This guy made 400k population city without public transportation with L-based streets -
http://www.youtube.com/watch?v=qV6PrEjaH8Q&list=LLLvq9KX4OlKxx5vA-DX3UqQ
Yeah, traffic behavior needs fixing, because its stupid, but You can counter it with Your city design even now.
I looked at it, and it looks based off of a false mathematical assumption (an L road connecting back to an avenue is always equally long as the avenue) and a lack of understanding the shortest path-find algorithm. I can't get his city to be working as it does outside of anything besides sheer luck. He's mixing commercial zones with residential, which helps on commuter traffic, but not at all on delivery-truck traffic. Maybe that's OK, since there are more commuters than trucks, but I haven't figured that out yet.
I thought I had figured out how the path-finding algorithm chose between two roads that are equally long - that if it comes to an intersection and finds two of the ways to be equal total distance, it then chooses the one with the longest, uninterrupted road. This seemed consistent for a while, but then my city layout didn't yield the results I wanted. So there's probably a last detail I'm overlooking (like an affinity to continue straight instead of turning).
There are three changes that needs to happen:
1) Weigh the road based on road type. The more I think about it, the harder it seems to do, because it seems the entire game is based on an "agent" not being discriminated against for being a car or an electricity agent. That's annoying. But maybe it still would've worked. Anyway, you report back that a dirt-road is twice the distance (or more, based on testing) as an avenue, and increment the "weight" (or reported length) based on road-type. That way, cars would automatically choose the assumed FASTEST way to get somewhere, not the shortest way.
2) Agents have sinks (a delivery truck delivers goods. A car delivers a sim home - that's a sink), but when they set out to go to their sink, they don't claim the sink they're going for on their outset. This makes it to a race to get to a house first, for all sims, and it looks like a game of musical chairs, and it looks ridiculous.
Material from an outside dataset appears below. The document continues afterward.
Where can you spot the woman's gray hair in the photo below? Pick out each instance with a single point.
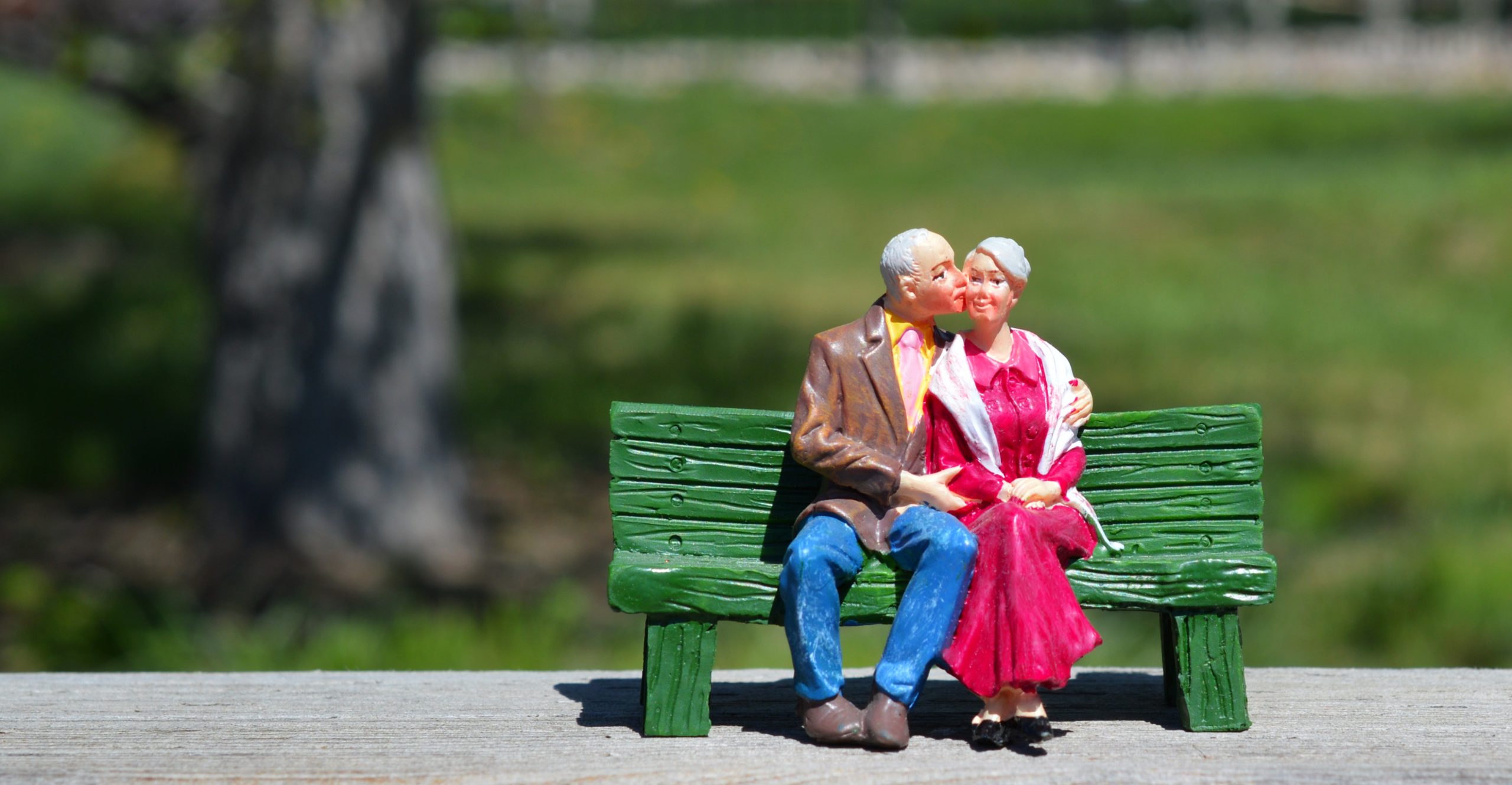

3) The absolute bonus (and sadly, the only one Maxis is working on, it seems) - load-balancing based on congestion. It will work, but it's kind of silly that 30% will take an adjacent avenue while 70% stand staggering down a street, based still on the completely flawed algorithm of choosing two equally long roads. ALWAYS PICK THE ONE CONSISTING OF AN AVENUE. Gah.
At least that would make us square-city builders incredibly happy.
Eh, it's comprehensible. I once read an article on Gears 2 that stated the issue succintly - they spent 40,000 hours testing the game, which seems like a lot, but gamers put more time in the first hour after release.
The game needed a real, actual, beta test, where people would try out all sorts of things that the developers didn't even think of. I would say that it is incomprehensible that they didn't do that beta test, sure.
It's such a basic problem that ANYONE that tries to build a city runs into, so, it's not an obscure bug, what so ever.